A person who commits a first offense of food operation trespass is guilty of an aggravated misdemeanor. A second and subsequent offense is a Class "D" Felony. The purpose of this new law is to protect biosecurity and the safety of the food supply chain.

This is the Iowa Legislature’s third attempt in a decade to enact legislation to impose penalties on people trespassing on agricultural production facilities. In 2012, the Iowa Legislature passed Iowa Code § 717A.3A, which prohibited agricultural production facility fraud. This law prohibited persons from obtaining access to animal production facilities under “false pretenses.” It also prohibited making false statements to get a job with an animal production facility with the “intent to commit unauthorized acts” on the premises. On January 9, 2019, the United States District Court for the Southern District of Iowa declared this law unconstitutional in Animal Legal Defense Fund v. Reynolds, No.4:17-cv-00362 (S.D. Iowa 2019). Specifically, the court ruled that the speech implicated in the law—false statements and misrepresentations—was protected by the First Amendment. Acknowledging that this finding may be “disquieting,” the court stated that “one of the costs of the First Amendment is that it protects the speech we detest as well as the speech we embrace.” This case remains on appeal. In response, the Iowa Legislature passed a new agricultural production facility trespass law, SF 519, which went into effect March 14, 2019. This law criminalizes the use of deception to (1) gain access to or (2) obtain employment with an agricultural production facility “with the intent to cause physical or economic harm or other injury.” In other words, the State must prove a specific intent to cause actual harm or injury to obtain a conviction under the 2019 law. Five advocacy groups filed a lawsuit challenging the law in April, and on December 2, 2019, the U.S. District Court for the Southern District of Iowa issued a preliminary injunction preventing Iowa from enforcing the new Iowa Code § 717.3B, pending a ruling on the merits. The parties have filed motions for summary judgment, and the case remains pending.

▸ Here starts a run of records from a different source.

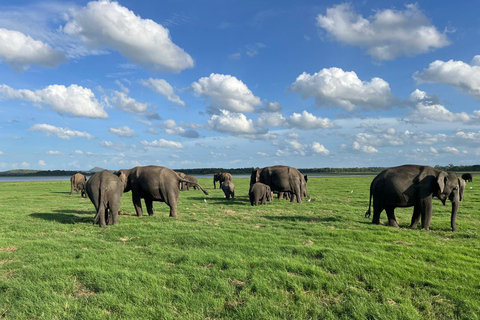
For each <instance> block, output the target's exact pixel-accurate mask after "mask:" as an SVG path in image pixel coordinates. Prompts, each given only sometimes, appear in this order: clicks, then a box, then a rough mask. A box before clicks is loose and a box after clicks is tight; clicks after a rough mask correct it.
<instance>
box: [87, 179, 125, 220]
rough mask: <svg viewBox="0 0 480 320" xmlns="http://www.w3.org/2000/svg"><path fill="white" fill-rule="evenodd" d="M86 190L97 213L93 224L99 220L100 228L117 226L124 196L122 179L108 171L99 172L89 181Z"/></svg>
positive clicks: (87, 193)
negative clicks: (115, 224)
mask: <svg viewBox="0 0 480 320" xmlns="http://www.w3.org/2000/svg"><path fill="white" fill-rule="evenodd" d="M85 189H86V191H87V194H88V197H89V198H90V200H91V201H92V203H93V205H94V206H95V210H96V212H97V213H96V215H95V219H94V220H93V224H95V223H97V220H98V219H100V223H99V225H100V227H105V226H106V225H107V224H117V223H118V211H119V210H120V198H121V197H122V194H123V183H122V181H121V180H120V178H119V177H117V176H116V175H114V174H113V173H111V172H110V171H107V170H104V171H101V172H97V173H95V174H94V175H93V176H91V177H90V179H88V181H87V184H86V186H85Z"/></svg>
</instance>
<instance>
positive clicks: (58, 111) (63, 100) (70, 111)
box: [0, 84, 108, 118]
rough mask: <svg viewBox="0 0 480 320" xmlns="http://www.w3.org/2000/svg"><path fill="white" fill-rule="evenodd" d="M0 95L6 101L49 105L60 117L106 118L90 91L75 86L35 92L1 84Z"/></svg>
mask: <svg viewBox="0 0 480 320" xmlns="http://www.w3.org/2000/svg"><path fill="white" fill-rule="evenodd" d="M0 95H2V96H3V97H5V98H6V99H20V100H26V101H30V102H33V104H34V105H36V106H42V105H49V106H50V107H51V108H52V110H53V111H56V112H57V113H59V114H61V115H71V116H75V117H87V118H107V117H108V115H107V113H106V112H105V110H104V109H103V105H102V104H100V103H99V102H98V101H97V99H96V98H95V94H94V93H93V92H92V90H90V89H88V88H84V87H82V86H79V85H76V84H72V85H70V86H68V87H65V86H63V85H58V84H54V85H50V86H48V87H46V88H44V89H41V90H35V91H31V90H28V89H19V90H16V89H13V88H11V87H9V86H7V85H4V84H3V85H0Z"/></svg>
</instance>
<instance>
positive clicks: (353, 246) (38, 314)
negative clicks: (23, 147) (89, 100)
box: [0, 177, 480, 319]
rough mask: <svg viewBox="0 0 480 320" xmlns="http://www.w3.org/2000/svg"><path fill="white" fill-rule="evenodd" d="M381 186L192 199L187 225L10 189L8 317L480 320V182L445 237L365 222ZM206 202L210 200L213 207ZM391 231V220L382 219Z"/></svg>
mask: <svg viewBox="0 0 480 320" xmlns="http://www.w3.org/2000/svg"><path fill="white" fill-rule="evenodd" d="M371 180H372V177H328V178H311V179H310V180H309V182H308V190H309V193H310V195H311V201H310V202H307V201H305V202H304V203H302V204H297V203H290V202H287V201H284V200H282V201H274V202H273V203H268V204H267V205H266V206H258V207H251V206H250V205H249V202H248V197H247V191H248V182H249V181H248V179H240V178H238V179H234V183H235V184H236V195H237V197H236V198H235V200H234V201H227V200H226V199H224V197H223V193H222V192H221V190H219V189H216V190H213V188H212V187H211V184H212V181H211V179H199V183H201V184H202V186H204V187H206V186H210V188H208V191H209V192H210V196H208V197H207V196H204V195H203V193H202V192H201V191H185V192H182V193H181V194H180V197H179V206H178V214H179V217H178V218H177V219H172V218H169V217H168V207H167V206H166V205H165V204H163V203H158V202H156V203H154V208H155V212H156V214H155V215H154V216H151V217H149V216H144V217H142V218H138V217H136V216H135V215H134V208H133V205H132V203H131V197H130V194H124V195H123V198H122V209H123V210H124V211H125V213H126V214H125V215H123V216H120V223H119V224H118V225H115V226H107V227H106V228H99V227H98V226H92V221H93V216H94V208H93V205H92V204H91V202H90V201H89V200H88V199H82V198H80V196H79V195H70V194H69V188H70V186H69V181H53V182H4V183H0V318H6V319H479V318H480V215H479V207H480V183H479V182H478V181H479V179H478V178H477V177H474V182H473V183H469V184H468V185H467V190H466V192H465V200H464V201H463V202H462V203H461V206H460V210H459V216H458V219H457V226H458V228H459V231H458V232H455V233H453V232H452V231H451V230H450V222H449V219H450V207H449V206H448V205H447V206H445V207H443V206H442V205H441V202H440V201H439V200H435V201H434V214H433V215H434V216H433V218H432V224H431V229H432V231H431V232H426V231H422V230H411V229H408V228H407V226H408V225H409V221H410V217H411V213H412V210H411V208H408V209H398V210H397V218H398V221H399V223H400V226H401V227H402V228H400V229H394V228H391V227H387V226H383V225H372V224H371V220H369V219H366V218H364V213H365V211H366V210H367V206H368V190H369V185H370V182H371ZM205 199H206V202H205V201H204V200H205ZM381 220H382V221H386V215H385V213H382V217H381Z"/></svg>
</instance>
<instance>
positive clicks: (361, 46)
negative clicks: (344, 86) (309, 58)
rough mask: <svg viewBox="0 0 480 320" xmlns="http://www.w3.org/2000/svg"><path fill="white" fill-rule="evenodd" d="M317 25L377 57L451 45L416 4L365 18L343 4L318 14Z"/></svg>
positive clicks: (333, 37)
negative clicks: (405, 7)
mask: <svg viewBox="0 0 480 320" xmlns="http://www.w3.org/2000/svg"><path fill="white" fill-rule="evenodd" d="M317 26H318V27H320V28H323V29H324V30H326V31H327V32H328V33H329V34H330V35H331V36H332V37H333V38H334V39H336V40H337V41H339V42H342V43H346V44H349V45H353V46H359V47H361V48H365V49H366V50H367V52H368V54H369V55H371V56H372V57H374V58H376V59H379V60H393V59H395V58H396V57H398V56H402V55H406V56H413V55H417V54H422V53H426V52H429V51H431V50H434V49H438V48H442V47H445V46H447V45H449V44H450V41H449V40H448V38H447V36H446V35H445V33H440V32H439V31H438V30H437V29H436V28H435V26H433V25H432V24H431V22H430V21H429V19H428V17H426V16H425V15H424V14H423V12H422V11H421V10H420V9H419V8H418V5H417V4H407V5H406V8H405V10H404V11H399V10H390V9H386V10H378V11H377V12H376V13H375V15H374V16H372V17H369V19H365V18H364V17H362V16H361V15H360V14H357V13H355V11H354V9H353V7H352V5H350V4H348V3H343V4H339V5H336V6H333V7H332V8H328V9H327V12H326V15H321V14H320V15H318V16H317Z"/></svg>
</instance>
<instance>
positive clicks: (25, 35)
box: [0, 28, 66, 70]
mask: <svg viewBox="0 0 480 320" xmlns="http://www.w3.org/2000/svg"><path fill="white" fill-rule="evenodd" d="M0 43H1V44H2V45H0V61H1V60H3V61H5V62H6V63H7V64H8V65H9V66H10V67H12V68H13V69H15V70H27V69H28V68H30V66H32V65H35V66H42V67H47V68H53V67H56V66H57V65H58V64H59V63H62V62H64V61H65V60H66V58H65V56H64V54H63V53H62V52H60V51H58V50H55V49H53V48H52V47H51V46H50V45H48V44H46V43H44V42H42V41H39V40H34V39H33V38H32V37H30V36H28V35H25V34H23V33H21V32H19V31H14V30H7V29H4V28H0Z"/></svg>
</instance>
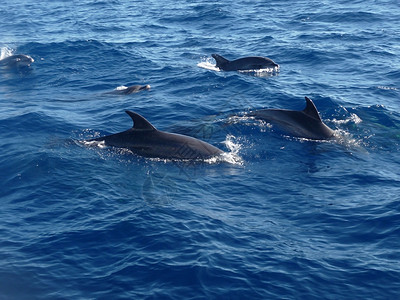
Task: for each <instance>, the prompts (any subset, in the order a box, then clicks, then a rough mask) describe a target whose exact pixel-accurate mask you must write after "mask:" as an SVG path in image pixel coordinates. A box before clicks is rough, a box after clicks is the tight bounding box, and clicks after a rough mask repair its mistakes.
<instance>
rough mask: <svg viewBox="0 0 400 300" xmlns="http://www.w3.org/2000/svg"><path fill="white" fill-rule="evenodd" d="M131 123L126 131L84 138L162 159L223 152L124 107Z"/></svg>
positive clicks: (147, 156)
mask: <svg viewBox="0 0 400 300" xmlns="http://www.w3.org/2000/svg"><path fill="white" fill-rule="evenodd" d="M126 113H127V114H128V115H129V116H130V117H131V118H132V120H133V127H132V128H131V129H128V130H126V131H123V132H120V133H115V134H111V135H108V136H103V137H99V138H95V139H92V140H89V141H86V142H85V143H86V144H89V145H90V144H91V142H94V141H97V142H100V141H104V143H105V145H108V146H113V147H118V148H126V149H129V150H131V151H132V152H133V153H135V154H138V155H140V156H144V157H153V158H164V159H207V158H211V157H214V156H218V155H220V154H222V153H224V152H223V151H222V150H220V149H218V148H216V147H214V146H212V145H210V144H208V143H206V142H203V141H201V140H198V139H196V138H193V137H190V136H186V135H181V134H175V133H169V132H164V131H161V130H157V129H156V128H155V127H154V126H153V125H152V124H151V123H150V122H149V121H147V120H146V119H145V118H144V117H142V116H141V115H139V114H137V113H135V112H133V111H129V110H127V111H126Z"/></svg>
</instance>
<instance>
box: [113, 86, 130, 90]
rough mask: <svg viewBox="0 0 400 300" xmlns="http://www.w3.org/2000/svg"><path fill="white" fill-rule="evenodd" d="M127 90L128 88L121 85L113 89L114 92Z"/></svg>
mask: <svg viewBox="0 0 400 300" xmlns="http://www.w3.org/2000/svg"><path fill="white" fill-rule="evenodd" d="M127 88H128V87H127V86H124V85H121V86H118V87H116V88H115V89H114V91H123V90H126V89H127Z"/></svg>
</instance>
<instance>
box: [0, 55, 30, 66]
mask: <svg viewBox="0 0 400 300" xmlns="http://www.w3.org/2000/svg"><path fill="white" fill-rule="evenodd" d="M34 61H35V60H34V59H33V58H32V57H30V56H29V55H25V54H16V55H11V56H8V57H6V58H3V59H1V60H0V66H6V67H10V68H12V67H30V65H31V63H33V62H34Z"/></svg>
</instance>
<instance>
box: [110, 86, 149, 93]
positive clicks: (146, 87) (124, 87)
mask: <svg viewBox="0 0 400 300" xmlns="http://www.w3.org/2000/svg"><path fill="white" fill-rule="evenodd" d="M149 89H150V85H149V84H147V85H132V86H128V87H125V86H123V87H119V88H117V89H115V90H113V91H111V92H107V93H106V94H112V95H130V94H133V93H137V92H140V91H144V90H149Z"/></svg>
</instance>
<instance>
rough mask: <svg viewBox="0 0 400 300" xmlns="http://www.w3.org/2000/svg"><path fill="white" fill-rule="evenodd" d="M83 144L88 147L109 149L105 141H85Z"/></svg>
mask: <svg viewBox="0 0 400 300" xmlns="http://www.w3.org/2000/svg"><path fill="white" fill-rule="evenodd" d="M83 143H84V144H85V145H86V146H97V147H99V148H101V149H104V148H106V147H107V146H106V143H105V141H84V142H83Z"/></svg>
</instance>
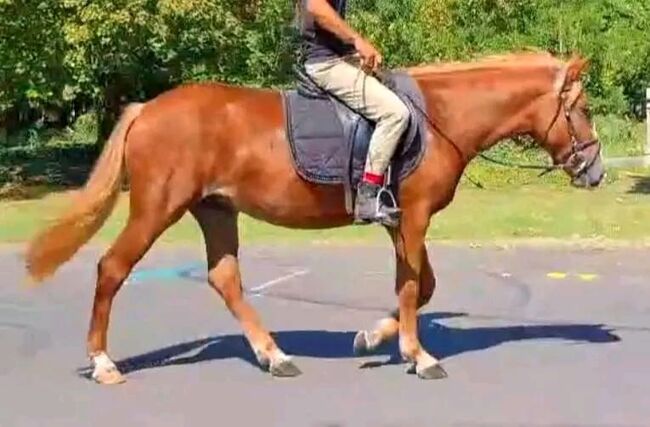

After the new food operation law was enacted June 10, 2020, the legislature modified the definition of “food operation” to specifically exclude food establishments and farmers’ markets. This amendment was placed into the tax omnibus bill, HF 2641, detailed above. The language was modified in response to concerns that the new law would apply to someone unintentionally trespassing into a restaurant kitchen or cafeteria or certain areas of a famers’ market.